The presence of the media inevitably changes the nature of protest–Kashmir and the North-East are invisible because they’re not on TV, as many pointed out yesterday, but Delhi’s protests will always attract full coverage. That also changes the nature of a spontaneous protest: everyone from casual gawkers to politicians really wants to see themselves on the nine o’clock news.
Though there were many families, students and mother-daughter pairs present, the crowd this morning was significantly more organised, from the JNUSU and AISA to the BJP’s student wing. Baba Ramdev was supposed to be on his way, because of course *that’s* what yesterday’s young protestors had secretly wanted all along–Baba Ramdev! Riding into Delhi on top of a bus! The solution to the problem of sexual violence against women in India that none of us had been bright enough to dream up!

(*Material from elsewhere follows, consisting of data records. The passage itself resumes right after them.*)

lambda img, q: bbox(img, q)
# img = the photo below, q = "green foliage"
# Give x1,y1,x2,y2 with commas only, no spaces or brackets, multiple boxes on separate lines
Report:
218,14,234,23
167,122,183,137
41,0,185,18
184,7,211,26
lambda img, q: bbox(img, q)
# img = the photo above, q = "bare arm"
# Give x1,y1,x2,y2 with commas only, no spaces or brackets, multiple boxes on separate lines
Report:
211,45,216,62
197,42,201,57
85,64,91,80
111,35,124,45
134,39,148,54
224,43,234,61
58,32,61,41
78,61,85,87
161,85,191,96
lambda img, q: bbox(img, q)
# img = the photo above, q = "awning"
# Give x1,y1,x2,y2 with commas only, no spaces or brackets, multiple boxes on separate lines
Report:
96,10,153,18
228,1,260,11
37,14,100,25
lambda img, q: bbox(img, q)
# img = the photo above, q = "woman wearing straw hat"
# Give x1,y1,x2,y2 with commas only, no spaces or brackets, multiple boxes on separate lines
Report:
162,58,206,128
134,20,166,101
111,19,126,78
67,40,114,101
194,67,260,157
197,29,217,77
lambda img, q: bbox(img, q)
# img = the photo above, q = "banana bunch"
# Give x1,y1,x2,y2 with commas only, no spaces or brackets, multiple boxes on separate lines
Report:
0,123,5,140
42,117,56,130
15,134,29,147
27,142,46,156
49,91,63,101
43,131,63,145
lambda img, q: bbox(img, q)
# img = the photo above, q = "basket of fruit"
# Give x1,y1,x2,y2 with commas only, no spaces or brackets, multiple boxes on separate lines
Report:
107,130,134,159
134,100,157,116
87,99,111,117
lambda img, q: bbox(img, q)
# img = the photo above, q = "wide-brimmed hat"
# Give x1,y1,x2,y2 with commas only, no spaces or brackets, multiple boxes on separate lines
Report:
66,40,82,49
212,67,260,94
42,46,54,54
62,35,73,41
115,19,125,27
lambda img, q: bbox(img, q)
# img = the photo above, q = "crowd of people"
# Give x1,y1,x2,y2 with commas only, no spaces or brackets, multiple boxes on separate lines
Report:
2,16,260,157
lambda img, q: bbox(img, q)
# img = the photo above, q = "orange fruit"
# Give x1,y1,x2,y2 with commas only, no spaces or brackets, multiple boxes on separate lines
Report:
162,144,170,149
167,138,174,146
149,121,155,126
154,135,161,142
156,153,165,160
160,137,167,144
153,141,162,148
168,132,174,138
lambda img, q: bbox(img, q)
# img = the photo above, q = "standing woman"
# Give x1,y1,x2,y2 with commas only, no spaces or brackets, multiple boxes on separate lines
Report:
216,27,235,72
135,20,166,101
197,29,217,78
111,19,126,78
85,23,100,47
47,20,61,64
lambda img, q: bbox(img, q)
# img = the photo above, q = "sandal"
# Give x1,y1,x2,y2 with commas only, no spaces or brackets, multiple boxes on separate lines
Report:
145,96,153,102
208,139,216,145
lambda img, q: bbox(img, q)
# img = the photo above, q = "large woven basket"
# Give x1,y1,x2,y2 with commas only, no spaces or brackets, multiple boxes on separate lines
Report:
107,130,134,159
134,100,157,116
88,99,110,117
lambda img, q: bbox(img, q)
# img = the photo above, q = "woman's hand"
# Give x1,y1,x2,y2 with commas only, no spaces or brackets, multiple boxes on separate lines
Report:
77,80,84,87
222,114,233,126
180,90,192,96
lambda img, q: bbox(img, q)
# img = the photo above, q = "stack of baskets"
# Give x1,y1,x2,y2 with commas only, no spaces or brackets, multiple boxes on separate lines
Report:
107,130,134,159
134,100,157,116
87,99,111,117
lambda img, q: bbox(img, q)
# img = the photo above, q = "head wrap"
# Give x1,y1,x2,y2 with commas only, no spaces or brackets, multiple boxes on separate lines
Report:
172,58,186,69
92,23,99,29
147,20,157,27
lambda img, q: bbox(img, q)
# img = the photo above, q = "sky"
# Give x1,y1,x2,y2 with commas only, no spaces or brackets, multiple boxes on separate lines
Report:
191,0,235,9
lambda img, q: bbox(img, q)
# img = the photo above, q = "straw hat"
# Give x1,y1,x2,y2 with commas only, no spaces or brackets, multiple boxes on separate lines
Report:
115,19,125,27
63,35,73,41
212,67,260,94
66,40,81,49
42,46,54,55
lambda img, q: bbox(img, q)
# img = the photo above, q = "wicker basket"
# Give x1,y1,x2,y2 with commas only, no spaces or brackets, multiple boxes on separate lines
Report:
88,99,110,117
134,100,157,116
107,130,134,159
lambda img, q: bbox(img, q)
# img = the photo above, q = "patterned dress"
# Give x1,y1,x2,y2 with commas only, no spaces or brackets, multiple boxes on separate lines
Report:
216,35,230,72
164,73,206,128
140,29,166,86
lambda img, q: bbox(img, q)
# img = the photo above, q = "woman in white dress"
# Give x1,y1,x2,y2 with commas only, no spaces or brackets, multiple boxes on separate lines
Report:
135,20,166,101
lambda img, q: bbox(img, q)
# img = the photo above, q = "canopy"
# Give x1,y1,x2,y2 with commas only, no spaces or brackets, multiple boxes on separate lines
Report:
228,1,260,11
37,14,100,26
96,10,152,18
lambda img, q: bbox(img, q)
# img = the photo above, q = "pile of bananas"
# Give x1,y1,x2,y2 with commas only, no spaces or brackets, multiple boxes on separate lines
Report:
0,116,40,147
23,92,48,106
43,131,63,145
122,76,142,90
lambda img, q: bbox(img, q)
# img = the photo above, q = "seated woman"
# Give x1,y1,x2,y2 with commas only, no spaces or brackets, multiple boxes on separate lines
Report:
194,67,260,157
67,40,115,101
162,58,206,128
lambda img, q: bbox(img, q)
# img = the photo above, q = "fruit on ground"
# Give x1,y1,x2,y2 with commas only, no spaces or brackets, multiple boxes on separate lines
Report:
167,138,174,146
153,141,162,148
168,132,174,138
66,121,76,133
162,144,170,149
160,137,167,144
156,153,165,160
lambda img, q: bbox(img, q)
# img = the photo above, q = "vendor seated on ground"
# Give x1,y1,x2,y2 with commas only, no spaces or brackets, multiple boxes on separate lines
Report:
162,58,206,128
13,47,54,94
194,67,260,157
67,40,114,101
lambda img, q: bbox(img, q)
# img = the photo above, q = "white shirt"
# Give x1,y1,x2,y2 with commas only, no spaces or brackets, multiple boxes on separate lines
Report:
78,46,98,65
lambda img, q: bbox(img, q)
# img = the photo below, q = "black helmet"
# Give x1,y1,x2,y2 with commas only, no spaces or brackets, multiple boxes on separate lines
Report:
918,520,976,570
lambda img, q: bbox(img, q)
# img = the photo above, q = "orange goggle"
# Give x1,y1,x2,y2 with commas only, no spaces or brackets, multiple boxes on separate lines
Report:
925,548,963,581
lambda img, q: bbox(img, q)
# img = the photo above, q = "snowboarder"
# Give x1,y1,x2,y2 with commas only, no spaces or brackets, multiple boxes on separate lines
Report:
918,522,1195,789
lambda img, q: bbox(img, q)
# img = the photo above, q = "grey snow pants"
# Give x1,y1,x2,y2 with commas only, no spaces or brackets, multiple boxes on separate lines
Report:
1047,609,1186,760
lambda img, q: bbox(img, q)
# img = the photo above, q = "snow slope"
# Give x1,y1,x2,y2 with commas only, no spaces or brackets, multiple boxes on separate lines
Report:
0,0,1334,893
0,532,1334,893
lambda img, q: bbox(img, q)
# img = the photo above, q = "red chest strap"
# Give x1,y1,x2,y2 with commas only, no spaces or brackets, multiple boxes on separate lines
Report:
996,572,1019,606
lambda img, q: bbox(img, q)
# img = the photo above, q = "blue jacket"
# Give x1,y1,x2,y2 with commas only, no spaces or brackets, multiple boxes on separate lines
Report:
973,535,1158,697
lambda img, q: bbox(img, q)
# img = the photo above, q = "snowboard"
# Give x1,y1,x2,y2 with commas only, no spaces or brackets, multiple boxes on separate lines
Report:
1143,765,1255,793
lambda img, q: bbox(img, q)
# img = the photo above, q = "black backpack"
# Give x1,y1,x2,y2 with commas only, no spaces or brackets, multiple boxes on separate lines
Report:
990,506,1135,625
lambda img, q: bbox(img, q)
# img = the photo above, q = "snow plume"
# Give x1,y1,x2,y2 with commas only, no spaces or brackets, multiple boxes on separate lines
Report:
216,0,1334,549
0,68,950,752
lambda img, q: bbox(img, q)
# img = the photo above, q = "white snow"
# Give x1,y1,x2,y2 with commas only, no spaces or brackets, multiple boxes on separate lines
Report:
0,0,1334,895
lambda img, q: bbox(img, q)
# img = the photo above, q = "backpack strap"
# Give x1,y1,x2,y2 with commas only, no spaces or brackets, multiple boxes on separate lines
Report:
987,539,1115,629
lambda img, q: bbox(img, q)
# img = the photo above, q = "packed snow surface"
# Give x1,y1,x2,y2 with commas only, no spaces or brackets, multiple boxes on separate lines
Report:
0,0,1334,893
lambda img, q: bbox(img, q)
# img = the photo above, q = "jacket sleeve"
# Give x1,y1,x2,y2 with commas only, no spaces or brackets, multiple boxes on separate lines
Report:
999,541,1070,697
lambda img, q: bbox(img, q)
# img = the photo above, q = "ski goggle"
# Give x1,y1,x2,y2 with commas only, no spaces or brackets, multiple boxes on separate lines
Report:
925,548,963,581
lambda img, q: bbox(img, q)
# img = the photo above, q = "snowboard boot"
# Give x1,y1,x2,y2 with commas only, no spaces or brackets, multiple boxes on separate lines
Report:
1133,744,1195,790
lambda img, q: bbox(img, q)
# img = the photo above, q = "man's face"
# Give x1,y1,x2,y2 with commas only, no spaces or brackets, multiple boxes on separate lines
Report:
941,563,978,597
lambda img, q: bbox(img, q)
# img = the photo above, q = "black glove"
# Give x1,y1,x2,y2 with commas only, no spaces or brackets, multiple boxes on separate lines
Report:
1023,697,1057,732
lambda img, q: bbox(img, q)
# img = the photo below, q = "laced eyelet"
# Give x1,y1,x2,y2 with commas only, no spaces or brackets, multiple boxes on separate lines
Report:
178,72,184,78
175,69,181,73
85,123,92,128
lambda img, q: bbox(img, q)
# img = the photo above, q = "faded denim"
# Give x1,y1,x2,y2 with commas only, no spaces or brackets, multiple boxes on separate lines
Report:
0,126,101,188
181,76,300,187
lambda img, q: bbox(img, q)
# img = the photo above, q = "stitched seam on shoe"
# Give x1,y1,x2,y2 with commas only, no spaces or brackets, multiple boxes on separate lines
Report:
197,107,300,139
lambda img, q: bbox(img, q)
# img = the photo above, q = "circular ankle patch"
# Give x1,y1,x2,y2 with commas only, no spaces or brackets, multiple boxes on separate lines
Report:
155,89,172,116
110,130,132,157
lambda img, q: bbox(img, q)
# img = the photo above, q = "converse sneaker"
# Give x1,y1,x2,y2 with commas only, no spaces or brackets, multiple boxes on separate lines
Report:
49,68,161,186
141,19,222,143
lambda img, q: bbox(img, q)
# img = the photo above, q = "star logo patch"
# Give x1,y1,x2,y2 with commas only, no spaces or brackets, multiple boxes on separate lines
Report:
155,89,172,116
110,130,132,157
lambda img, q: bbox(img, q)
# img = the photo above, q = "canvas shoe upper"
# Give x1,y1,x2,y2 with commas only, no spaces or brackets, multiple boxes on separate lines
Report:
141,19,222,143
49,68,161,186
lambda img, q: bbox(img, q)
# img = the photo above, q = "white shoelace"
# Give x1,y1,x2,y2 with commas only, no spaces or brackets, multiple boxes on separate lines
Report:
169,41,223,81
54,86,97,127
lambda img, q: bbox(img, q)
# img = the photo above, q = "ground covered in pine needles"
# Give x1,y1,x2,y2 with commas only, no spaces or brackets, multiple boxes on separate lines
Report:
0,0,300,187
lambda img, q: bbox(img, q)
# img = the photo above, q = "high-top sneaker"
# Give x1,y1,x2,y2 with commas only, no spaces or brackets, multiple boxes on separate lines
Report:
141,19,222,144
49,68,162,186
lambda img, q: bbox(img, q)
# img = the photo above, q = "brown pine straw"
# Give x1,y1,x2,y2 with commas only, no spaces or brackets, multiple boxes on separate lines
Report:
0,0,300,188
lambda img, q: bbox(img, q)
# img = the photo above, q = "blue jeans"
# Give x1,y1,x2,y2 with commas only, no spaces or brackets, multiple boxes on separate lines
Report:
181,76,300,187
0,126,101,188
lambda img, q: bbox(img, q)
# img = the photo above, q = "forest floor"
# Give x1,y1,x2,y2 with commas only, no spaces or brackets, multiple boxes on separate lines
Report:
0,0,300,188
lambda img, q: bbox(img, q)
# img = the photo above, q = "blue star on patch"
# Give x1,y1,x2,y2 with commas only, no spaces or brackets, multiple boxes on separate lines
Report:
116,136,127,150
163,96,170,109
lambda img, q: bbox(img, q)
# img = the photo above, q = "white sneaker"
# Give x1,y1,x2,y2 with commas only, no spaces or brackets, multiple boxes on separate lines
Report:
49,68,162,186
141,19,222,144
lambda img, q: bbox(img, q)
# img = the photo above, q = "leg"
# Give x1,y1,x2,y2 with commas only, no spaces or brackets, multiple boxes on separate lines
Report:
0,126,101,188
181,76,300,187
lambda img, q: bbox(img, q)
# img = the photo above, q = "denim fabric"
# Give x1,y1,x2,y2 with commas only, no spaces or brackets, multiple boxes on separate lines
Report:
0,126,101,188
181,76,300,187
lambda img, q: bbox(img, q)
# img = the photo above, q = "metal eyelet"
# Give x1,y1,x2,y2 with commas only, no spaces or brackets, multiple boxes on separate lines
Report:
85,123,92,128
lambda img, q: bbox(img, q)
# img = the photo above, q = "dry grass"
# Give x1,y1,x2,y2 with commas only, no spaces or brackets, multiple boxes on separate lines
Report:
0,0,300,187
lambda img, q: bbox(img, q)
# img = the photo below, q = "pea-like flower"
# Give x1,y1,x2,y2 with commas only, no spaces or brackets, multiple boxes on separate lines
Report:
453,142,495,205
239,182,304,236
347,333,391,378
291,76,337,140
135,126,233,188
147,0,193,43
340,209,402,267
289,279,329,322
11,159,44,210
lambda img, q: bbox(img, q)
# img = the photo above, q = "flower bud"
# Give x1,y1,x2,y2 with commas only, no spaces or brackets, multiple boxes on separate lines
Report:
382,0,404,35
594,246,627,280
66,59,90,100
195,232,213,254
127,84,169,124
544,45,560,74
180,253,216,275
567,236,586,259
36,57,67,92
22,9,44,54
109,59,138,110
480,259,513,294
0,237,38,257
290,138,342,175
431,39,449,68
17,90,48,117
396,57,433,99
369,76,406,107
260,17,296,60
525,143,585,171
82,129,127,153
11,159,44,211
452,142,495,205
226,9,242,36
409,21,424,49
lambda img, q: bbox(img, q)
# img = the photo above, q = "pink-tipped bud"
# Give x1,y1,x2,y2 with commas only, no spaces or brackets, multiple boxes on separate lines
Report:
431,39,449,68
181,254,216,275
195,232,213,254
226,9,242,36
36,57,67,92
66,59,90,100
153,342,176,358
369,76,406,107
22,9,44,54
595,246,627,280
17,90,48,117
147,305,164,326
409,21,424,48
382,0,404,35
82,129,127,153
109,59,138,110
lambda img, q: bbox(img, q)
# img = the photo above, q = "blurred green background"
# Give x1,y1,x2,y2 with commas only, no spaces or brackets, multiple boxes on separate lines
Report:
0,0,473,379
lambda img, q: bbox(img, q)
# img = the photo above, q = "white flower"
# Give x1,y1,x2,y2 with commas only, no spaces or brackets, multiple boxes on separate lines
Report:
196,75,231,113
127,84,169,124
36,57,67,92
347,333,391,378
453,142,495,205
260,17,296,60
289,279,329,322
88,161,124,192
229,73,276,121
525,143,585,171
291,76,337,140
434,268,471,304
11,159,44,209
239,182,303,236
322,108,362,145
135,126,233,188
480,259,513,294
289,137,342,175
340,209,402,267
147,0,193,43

On a side note, by making it difficult for students and young men and women to reach India Gate after the Metros were shut down and roads cordoned off, the Delhi government may actually have allowed the protest to be taken over by political parties of all stamps.
Despite Section 144 being in place, we weren’t stopped as we walked down with about 700 activists and supporters from Nizamuddin towards India Gate this morning. Police allowed protestors to knock over barricades at India Gate and move towards the centre, only firing teargas and using the water cannons a little later, when some protestors started throwing traffic cones and slippers around. The water cannons and the teargas hit a lot of the more peaceful protestors, unfortunately. But the impression that the police had been asked not to over-react was very strong.
Perhaps because it was a smaller crowd today–about 2,000 when we left–the teargas shells found their targets much more easily than yesterday.
Short of riot situations, I’d never seen the roads around India Gate so eerily silent and empty. At the India Gate-Akbar Road crossing. Students were walking down from various Metro stations, undeterred by the fact that Central Secretariat and other stations were closed, many cheerfully talking about how they’d get there in time for the post-lunch “protest session”.
Update: By evening, the protests had turned violent, sadly, with some protestors blaming political parties and “outside elements” for introducing aggression into what had been, on Saturday, a peaceful protest.